How do you prove #(1 + cot²θ) / secθ = cscθcotθ#?

1 Answer
Jul 17, 2016

For this particular problem, we can make use of a trigonometric identity, namely

#1+cot^2(theta) = csc^2(theta)#

Modifying the left-hand side, we can write

#(csc^2(theta))/(sec(theta)) = csc(theta)cot(theta)#

Now, we can use the reciprocal identities of #csc(theta)#, #sec(theta)# and #cot(theta)#, which are the following:

#csc(theta) = 1/sin(theta)#

#sec(theta) = 1/cos(theta)#

#cot(theta) = cos(theta)/sin(theta)#

Replacing the left-hand side with these reciprocal identities we get

#(1/sin^2(theta))/(1/cos(theta)) = csc(theta)cot(theta)#

To make the left-hand side a lot easier, we can multiply both the numerator and denominator by the reciprocal of the denominator, namely #cos(theta)#, giving us

#(1/sin^2(theta) * cos(theta)/1)/(cancel(1/cos(theta) * cos(theta)/1)) = csc(theta)cot(theta)#

#(cos(theta))/(sin^2(theta)) = csc(theta)cot(theta)#

By converting the left-hand side back to it's original identities, we can conclude that it does, in fact, equal to the right-hand side.

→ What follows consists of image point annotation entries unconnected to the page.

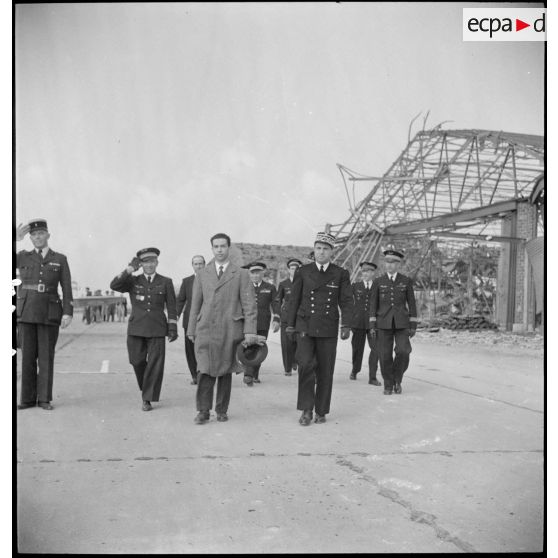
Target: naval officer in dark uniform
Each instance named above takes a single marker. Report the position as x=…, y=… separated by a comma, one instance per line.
x=319, y=290
x=288, y=342
x=150, y=293
x=40, y=312
x=266, y=294
x=393, y=317
x=361, y=325
x=184, y=302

#1/sin(theta) * (cos(theta))/(sin(theta)) = csc(theta)cot(theta)#

#csc(theta)cot(theta) = csc(theta)cot(theta)#

Thus, we have verified this equation.

Explanation:

I recommend modifying one side only, just so it is much clearer as to what is going on in the first place. These problems mostly require trigonometric identities and reciprocal identities, so make sure you know how to use them.